In his professional career, he worked as a legal officer at Banco de Chile and practiced law independently at the firm Allamand, Barros, Mayol, Varela y Wagner Abogados Asociados. Between 1976 and 1983, he was a member of the Chilean national rugby team.

From 1996 to 1998, he served as president of the Instituto Libertad, a political think tank linked to his party Renovación Nacional (RN). From 1998 to 2000, he worked as a consultant for the Inter-American Development Bank (IDB) in Washington, D.C., United States, and served as a visiting professor at Georgetown University.

In 2001, he joined Adolfo Ibáñez University. Between 2002 and 2007, he served as Director of Development and was the founding Dean of the School of Government.

He has published books and articles on contemporary politics and related subjects and has also written novels. He was a columnist for Diario Austral de Valdivia and Diario de Osorno.

==Political career==
He began his political activity in 1972 as a candidate for the Federation of Secondary Students of Santiago (FESES), representing the youth wing of the National Party. In 1973, he served as president of the party’s student youth organization.

In 1983, he was one of the founders of the National Union Movement, serving as its secretary general until 1984 and as its president from 1984 to 1986. In that role, he signed the 1985 National Accord for the Full Transition to Democracy.

In 1987, he participated in the founding of RN, following a call for unity among center-right political forces. Within the party, he served as vice president until 1988 and as secretary general from 1988 to 1990. He was subsequently elected party president for three consecutive terms: 1990–1992, 1992–1994, and 1994–1996.

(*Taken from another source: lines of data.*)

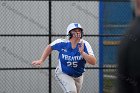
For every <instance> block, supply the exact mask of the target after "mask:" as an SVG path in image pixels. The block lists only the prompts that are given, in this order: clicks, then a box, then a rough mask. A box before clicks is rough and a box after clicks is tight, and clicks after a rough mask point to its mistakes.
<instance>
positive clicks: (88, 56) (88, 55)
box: [81, 52, 96, 65]
mask: <svg viewBox="0 0 140 93" xmlns="http://www.w3.org/2000/svg"><path fill="white" fill-rule="evenodd" d="M81 55H82V56H83V58H84V59H85V60H86V62H87V63H89V64H91V65H95V64H96V58H95V57H94V56H93V55H89V54H87V53H85V52H82V53H81Z"/></svg>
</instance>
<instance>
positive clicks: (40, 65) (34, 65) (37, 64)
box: [32, 60, 43, 66]
mask: <svg viewBox="0 0 140 93" xmlns="http://www.w3.org/2000/svg"><path fill="white" fill-rule="evenodd" d="M42 63H43V61H42V60H37V61H33V62H32V65H33V66H41V64H42Z"/></svg>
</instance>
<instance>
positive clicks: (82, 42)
mask: <svg viewBox="0 0 140 93" xmlns="http://www.w3.org/2000/svg"><path fill="white" fill-rule="evenodd" d="M78 48H79V52H80V54H82V53H83V52H84V43H83V40H82V41H81V42H80V44H79V45H78Z"/></svg>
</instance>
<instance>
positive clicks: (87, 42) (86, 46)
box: [85, 41, 95, 56]
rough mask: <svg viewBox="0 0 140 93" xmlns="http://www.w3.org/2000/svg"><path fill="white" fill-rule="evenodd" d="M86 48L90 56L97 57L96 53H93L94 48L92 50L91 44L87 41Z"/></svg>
mask: <svg viewBox="0 0 140 93" xmlns="http://www.w3.org/2000/svg"><path fill="white" fill-rule="evenodd" d="M85 46H86V48H87V52H88V54H89V55H93V56H95V55H94V53H93V50H92V48H91V46H90V44H89V43H88V42H87V41H85Z"/></svg>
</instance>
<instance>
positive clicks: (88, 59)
mask: <svg viewBox="0 0 140 93" xmlns="http://www.w3.org/2000/svg"><path fill="white" fill-rule="evenodd" d="M86 44H87V46H88V50H89V51H88V52H89V54H87V53H85V52H84V43H83V41H82V42H81V46H79V52H80V54H81V55H82V56H83V58H84V59H85V60H86V62H87V63H89V64H91V65H95V64H96V58H95V56H94V54H93V51H92V49H91V46H90V45H89V43H86Z"/></svg>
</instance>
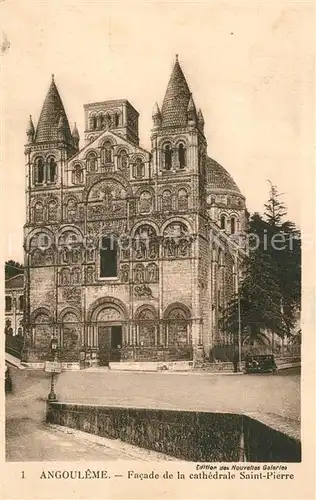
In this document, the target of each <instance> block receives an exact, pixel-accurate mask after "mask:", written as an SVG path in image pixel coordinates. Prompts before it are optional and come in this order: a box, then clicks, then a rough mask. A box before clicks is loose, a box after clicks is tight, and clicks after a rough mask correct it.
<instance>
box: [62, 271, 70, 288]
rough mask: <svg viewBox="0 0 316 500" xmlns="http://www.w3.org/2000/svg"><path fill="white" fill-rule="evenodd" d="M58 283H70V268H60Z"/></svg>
mask: <svg viewBox="0 0 316 500" xmlns="http://www.w3.org/2000/svg"><path fill="white" fill-rule="evenodd" d="M60 284H61V285H70V270H69V269H67V268H66V269H62V270H61V271H60Z"/></svg>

In parallel with his political leadership, he was invited to international forums and conferences and attended meetings of the Democratic and Republican parties in the US, as well as sessions of the European Parliament in Brussels. He also participated in meetings of the Pacific Democratic Union and the Foreign Affairs Committee of the International Democracy Union.

In 1997, he ran for a seat in the Senate representing the 8th Electoral Circumscription (Santiago Oriente), but was not elected.

In 2009, he joined the Strategic Committee of Sebastián Piñera’s presidential campaign. On 16 January 2011, President Piñera appointed him Minister of National Defense, replacing Jaime Ravinet. He served in that position until 5 November 2012.

He was a pre-candidate for the presidency of Chile on behalf of RN during the 2013 primary elections and later supported Pablo Longueira as the candidate of the Alliance for Chile.

On 28 July 2020, he was appointed Minister of Foreign Affairs during the second government of Sebastián Piñera, serving until 6 February 2022.

On 26 November 2021, he was elected Secretary-General of the Ibero-American General Secretariat during the meeting of Ibero-American Ministers of Foreign Affairs held in Santo Domingo, Dominican Republic. He assumed office on 8 February 2022 after resigning as Minister of Foreign Affairs.